The climb will be steep, but she has taken so many hikes since her earliest days here that neither the angle nor the distance is of any concern. She is warmly dressed, sweater and jacket and hat and gloves and scarf, her pack a comfortable, easy weight against her spine, still strong and upright.
She thinks of Vita Brodkey making a full circle of her life. She thinks of Camille always returning to this place for a revival of her life force and spirit. She thinks of Ela finding her purpose here, after the life she had expected to live was torn from her. She thinks of how Paloma Rosen would never back away from her destiny, would only march inexorably forward.
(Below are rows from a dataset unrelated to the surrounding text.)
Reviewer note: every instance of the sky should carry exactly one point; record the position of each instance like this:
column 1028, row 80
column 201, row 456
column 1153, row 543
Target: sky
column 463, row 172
Joan starts up the hill in a silence made pure by the delicate white flakes, large and light and lacy, and her own certainty. It takes an hour before the hotel is out of sight, lost somewhere far below, where pastures of flowers will hide beneath the snow until springtime. She inhales the second, minute, hour, day, month, the cold, the hill, the snowflakes on her face, her fate.
* * *
Two hours later, there is a looped bend in the road, a brief upward turn that will set her climbing toward the tree line. She can see that the easier grade of the hill will soon give way, turn precipitous. She is all alone, but she has no fear, only hope that she will see the snowbirds Willem Ackerman has mentioned, perhaps even the musk deer, but not the black bears; she hopes they have gone into hibernation. She imagines the rainbows in Illaqa’s snow-fed waterfall, wonders how fast its waters run. She’s walking and thinking of the way Paloma Rosen might walk, then she’s thinking of Paloma Rosen walking slowly from her Wooster Street loft to Chinatown on a hot summer morning, and when Joan sees a huge boulder up ahead, just off the main path, she heads for it, drops her pack, fishes out her notebook and pen. She won’t maintain her daily writing schedule on Paloma Rosen over the next few days, and she needs to get down exactly what she’s seeing in her mind, what she’s hearing. She settles down on the boulder, rips out pages from the back of the notebook black with words, turns to a fresh page, and begins to work.